A better grumpy fuzzball cake: just one of the many reasons I love buttercream more than fondant

Last September, I baked a grumpy fuzzball cake for SIPB. That grumpy fuzzball cake was frosted primarily with rolled fondant, a dough-like frosting that is made with gelatin, food-grade glycerine, and the usual frosting suspects. But I don't love the taste or texture of fondant. And I really hated working with it.
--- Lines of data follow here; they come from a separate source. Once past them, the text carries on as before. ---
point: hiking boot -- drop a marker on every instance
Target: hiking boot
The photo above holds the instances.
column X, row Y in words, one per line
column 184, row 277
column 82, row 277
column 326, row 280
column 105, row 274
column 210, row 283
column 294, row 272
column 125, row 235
So when I decided to make another grumpy fuzzball cake for SIPB, I opted to use only buttercream:

Buttercream grumpy fuzzball cake

I like to think it turned out much better than its predecessor. The random fuzz looks more cohesive and even grumpier, the cake is rounder (okay, that has nothing to do with my frosting choice and everything to do with the fact that it's a five layer cake), the eyes look and cut better in buttercream than white chocolate, and the frosting tasted better because it was texturally lighter (and made from butter). The contrast of the plain, smooth white shoes with the chaotic black fuzzball turned out exactly the way I wanted it to.

Even grumpier than with fondant!

What all went into this grumpy fuzzball? Five differently-sized sour cream chocolate cake rounds, two miniature white cake loafs, raspberry filling, about 2 quarts of black dark chocolate buttercream frosting, about a quart of vanilla buttercream frosting, and more than a handful of hours of labor. But completely worth it.